Posted: Thu May 17, 2007 12:33 pm
by martindholmes
Hi there,

When I import an HTML file (using RVHTML) with a UTF-8 byte-order mark at the beginning (EF BB BF), the BOM is shown in my TRichViewEdit component, like this:



as if it were a sequence of single-byte characters. Any Unicode text is also garbled. The file contains not only the BOM, but also a meta tag specifying the encoding:

<meta http-equiv="Content-Type" content="text/html; charset=utf-8" />

Can anyone tell my how to get RVHTML to treat Unicode text correctly?

All help appreciated,
Martin

Posted: Thu May 17, 2007 3:09 pm
by Sergey Tkachenko
RVHTML cannot autodetect UTF-8 encoding.

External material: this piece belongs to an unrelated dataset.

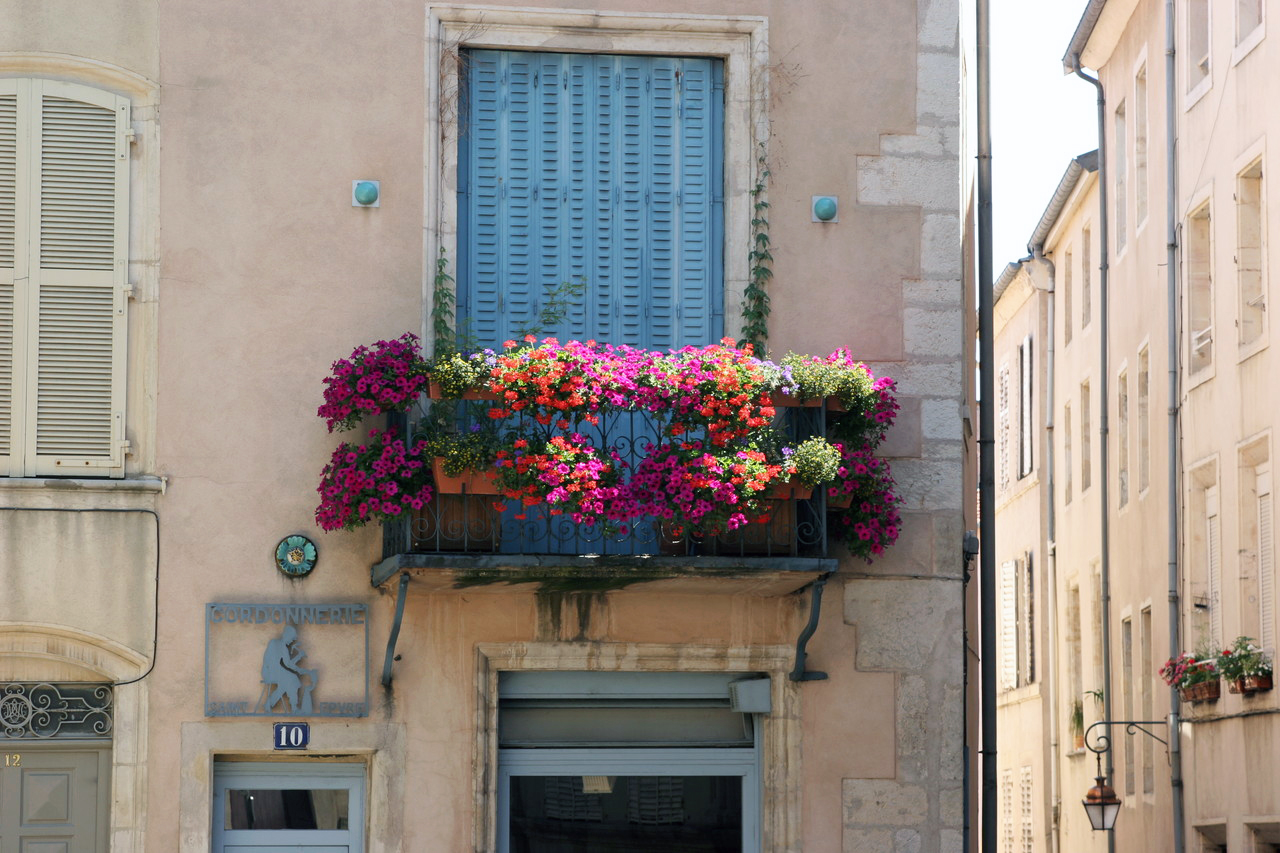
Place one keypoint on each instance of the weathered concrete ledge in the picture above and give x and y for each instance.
(544, 573)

Encoding property must be set to rvhtmleUTF8.
Make sure that you have the latest version of RVHTML - 0.0024

Posted: Thu May 17, 2007 4:46 pm
by martindholmes
Does rvhtml detect any encodings at all, or do I need to parse the file and figure out the encoding before passing it to rvhtml?

Cheers,
Martin

Posted: Thu May 17, 2007 5:47 pm
by Sergey Tkachenko
No, it detects no encoding. It assumes that file is either in UTF-8 or in DEFAULT_CHARSET.